Ermöglicht wird das Angebot der Bochumer Gemeinde durch eine Förderung des Landes Nordrhein-Westfalen, Mittel fließen aus dem Programm »Kulturrucksack«. »Aber es ist insgesamt eine Mischfinanzierung«, erklärt Olga Isaak. »Wir nutzen alles und müssen mit wenig Geld das Maximum hinbekommen.
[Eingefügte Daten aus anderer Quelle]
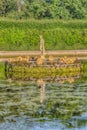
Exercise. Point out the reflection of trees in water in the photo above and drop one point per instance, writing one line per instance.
(49, 100)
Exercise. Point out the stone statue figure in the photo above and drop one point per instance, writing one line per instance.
(42, 48)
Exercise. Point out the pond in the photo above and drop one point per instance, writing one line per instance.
(44, 104)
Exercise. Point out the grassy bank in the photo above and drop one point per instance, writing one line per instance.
(2, 71)
(58, 35)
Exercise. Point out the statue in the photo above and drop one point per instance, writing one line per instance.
(42, 48)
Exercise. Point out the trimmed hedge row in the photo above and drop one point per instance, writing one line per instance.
(25, 35)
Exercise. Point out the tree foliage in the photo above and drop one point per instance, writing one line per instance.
(61, 9)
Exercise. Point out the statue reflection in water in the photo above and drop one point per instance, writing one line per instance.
(41, 83)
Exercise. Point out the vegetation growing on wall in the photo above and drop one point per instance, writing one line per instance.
(58, 35)
(61, 9)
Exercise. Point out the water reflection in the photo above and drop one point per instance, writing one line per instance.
(44, 98)
(40, 103)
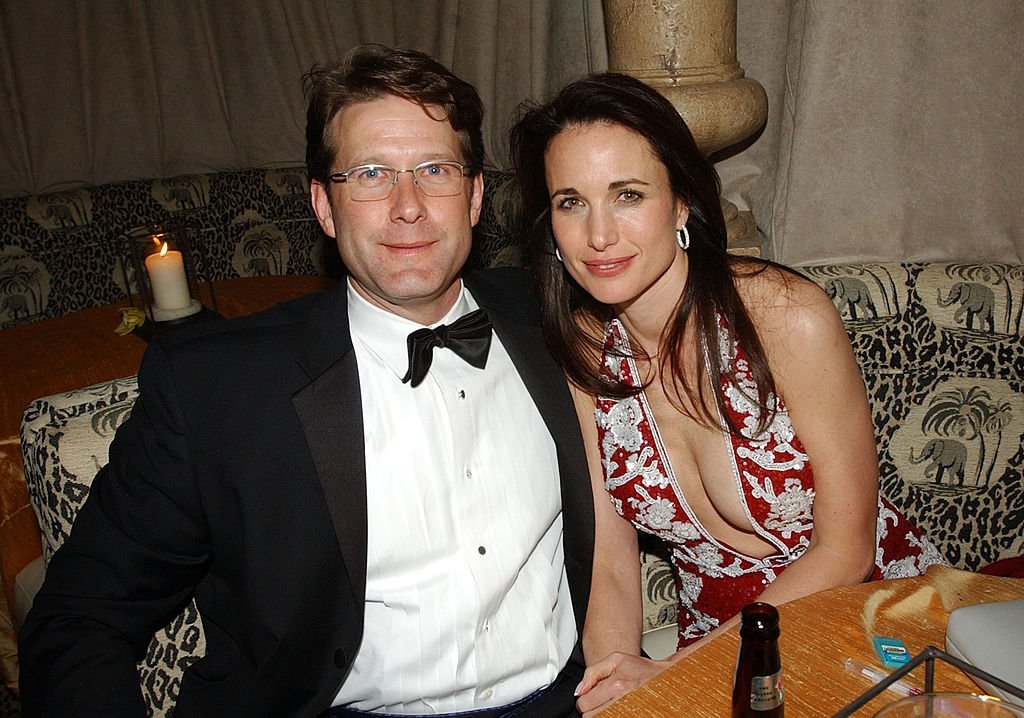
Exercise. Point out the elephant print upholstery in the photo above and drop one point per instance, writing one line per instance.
(974, 301)
(849, 294)
(943, 455)
(943, 364)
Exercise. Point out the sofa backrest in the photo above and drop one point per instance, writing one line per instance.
(942, 354)
(62, 251)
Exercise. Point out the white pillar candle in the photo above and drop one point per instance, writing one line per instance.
(167, 278)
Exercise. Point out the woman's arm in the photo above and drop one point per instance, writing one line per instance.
(611, 633)
(817, 375)
(613, 616)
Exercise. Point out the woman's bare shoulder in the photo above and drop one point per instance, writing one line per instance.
(787, 307)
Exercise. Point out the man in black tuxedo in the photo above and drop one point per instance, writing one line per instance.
(378, 496)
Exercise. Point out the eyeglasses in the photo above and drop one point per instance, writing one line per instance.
(435, 178)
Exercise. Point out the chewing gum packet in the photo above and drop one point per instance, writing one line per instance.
(891, 650)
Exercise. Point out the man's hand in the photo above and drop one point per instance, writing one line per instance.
(609, 679)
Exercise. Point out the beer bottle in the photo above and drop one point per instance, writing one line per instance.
(757, 690)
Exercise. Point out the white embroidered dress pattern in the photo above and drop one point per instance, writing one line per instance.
(772, 475)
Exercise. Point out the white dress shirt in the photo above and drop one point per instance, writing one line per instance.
(467, 601)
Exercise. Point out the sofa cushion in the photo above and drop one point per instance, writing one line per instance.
(65, 439)
(942, 355)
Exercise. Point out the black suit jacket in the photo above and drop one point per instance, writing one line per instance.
(240, 477)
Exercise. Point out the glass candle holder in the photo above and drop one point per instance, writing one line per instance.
(950, 706)
(163, 271)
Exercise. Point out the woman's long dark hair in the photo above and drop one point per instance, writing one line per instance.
(572, 320)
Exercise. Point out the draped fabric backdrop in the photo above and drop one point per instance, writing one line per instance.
(894, 129)
(893, 132)
(94, 92)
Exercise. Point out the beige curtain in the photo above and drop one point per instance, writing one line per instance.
(94, 92)
(894, 129)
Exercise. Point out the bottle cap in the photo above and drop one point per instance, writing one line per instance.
(760, 617)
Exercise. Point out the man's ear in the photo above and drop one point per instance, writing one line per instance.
(321, 200)
(476, 199)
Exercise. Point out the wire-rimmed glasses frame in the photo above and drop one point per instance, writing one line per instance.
(371, 182)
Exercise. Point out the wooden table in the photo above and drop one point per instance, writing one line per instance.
(65, 353)
(818, 633)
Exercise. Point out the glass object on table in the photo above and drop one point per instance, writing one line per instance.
(757, 689)
(950, 706)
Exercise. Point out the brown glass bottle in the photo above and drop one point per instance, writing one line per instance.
(757, 689)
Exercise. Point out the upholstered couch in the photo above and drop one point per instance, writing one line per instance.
(941, 350)
(940, 346)
(60, 253)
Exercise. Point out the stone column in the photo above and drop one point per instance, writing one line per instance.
(686, 49)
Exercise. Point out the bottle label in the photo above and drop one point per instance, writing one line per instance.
(766, 691)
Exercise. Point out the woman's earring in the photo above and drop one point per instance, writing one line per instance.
(683, 238)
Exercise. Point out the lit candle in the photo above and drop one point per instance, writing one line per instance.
(167, 277)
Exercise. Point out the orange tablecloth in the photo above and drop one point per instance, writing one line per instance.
(64, 353)
(818, 633)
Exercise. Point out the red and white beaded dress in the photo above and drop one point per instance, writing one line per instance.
(774, 480)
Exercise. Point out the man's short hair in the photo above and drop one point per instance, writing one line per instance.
(372, 71)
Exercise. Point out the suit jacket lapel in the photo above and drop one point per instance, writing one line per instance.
(330, 410)
(523, 339)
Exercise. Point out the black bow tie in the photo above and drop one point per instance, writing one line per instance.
(469, 337)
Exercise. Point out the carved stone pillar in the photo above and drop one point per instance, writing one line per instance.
(686, 49)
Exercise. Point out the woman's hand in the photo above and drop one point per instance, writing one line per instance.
(609, 679)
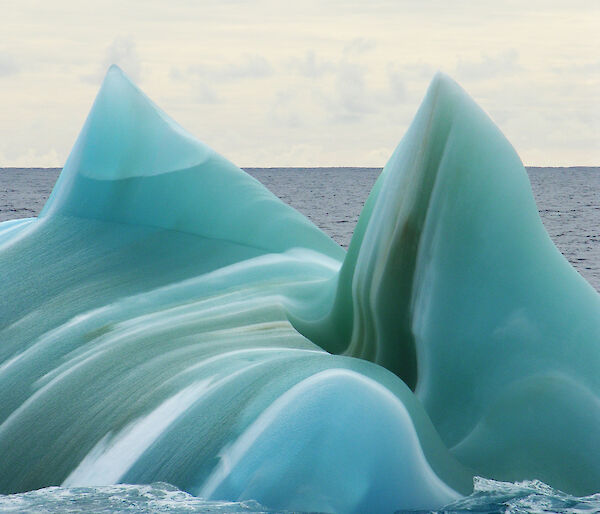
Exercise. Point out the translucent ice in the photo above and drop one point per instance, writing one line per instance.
(166, 318)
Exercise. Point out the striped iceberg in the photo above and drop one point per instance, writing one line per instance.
(166, 318)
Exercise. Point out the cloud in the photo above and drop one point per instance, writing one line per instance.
(250, 66)
(359, 45)
(8, 66)
(488, 66)
(122, 52)
(351, 89)
(311, 66)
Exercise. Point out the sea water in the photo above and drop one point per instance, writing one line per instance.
(569, 203)
(568, 200)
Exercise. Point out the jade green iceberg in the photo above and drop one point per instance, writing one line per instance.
(166, 318)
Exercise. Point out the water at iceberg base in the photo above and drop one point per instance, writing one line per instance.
(167, 320)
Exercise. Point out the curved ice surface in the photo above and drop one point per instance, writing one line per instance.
(168, 319)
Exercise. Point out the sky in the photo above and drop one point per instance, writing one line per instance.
(304, 83)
Aber so geht es sicher nicht nur uns, sondern vielen Gemeinden.« Die Eltern kommen nur für die Kosten der Vollverpflegung auf.

Familienbesuch
Einige der Kinder, die während der Schulferien den Weg in die Gemeinde finden, sind zum ersten Mal da – es sind kleine Gäste, die auf Familienbesuch in Deutschland sind und mit ihren Cousins oder Cousinen am Sommerprogramm teilnehmen. »Ein Mädchen kommt zum Beispiel aus der Ukraine. Sie besucht ihre Großeltern, und für die Oma ist es eine Entlastung, wenn sie zu uns kommt. Das läuft ganz unkompliziert«, erklärt Gorch.

Eine regelmäßige Besucherin des Jugendzentrums ist hingegen Anna. Die Siebenjährige kommt gewöhnlich jeden Sonntag in die Gemeinde, während der Ferien auch wochentags. »Ich habe viele Freunde hier, und ich habe auch schon eine neue Freundin kennengelernt«, erzählt sie. »Es macht alles Spaß. Wir haben schon gebadet, wir spielen Spiele und tanzen. Aber heute Morgen durfte ich beim Frühstück nicht die Brötchen aufschneiden«, beschwert sich Anna, denn der Küchendienst ist hier heiß begehrt, und alle wollen mithelfen. Aber morgen um halb zehn hat sie schon wieder die nächste Chance.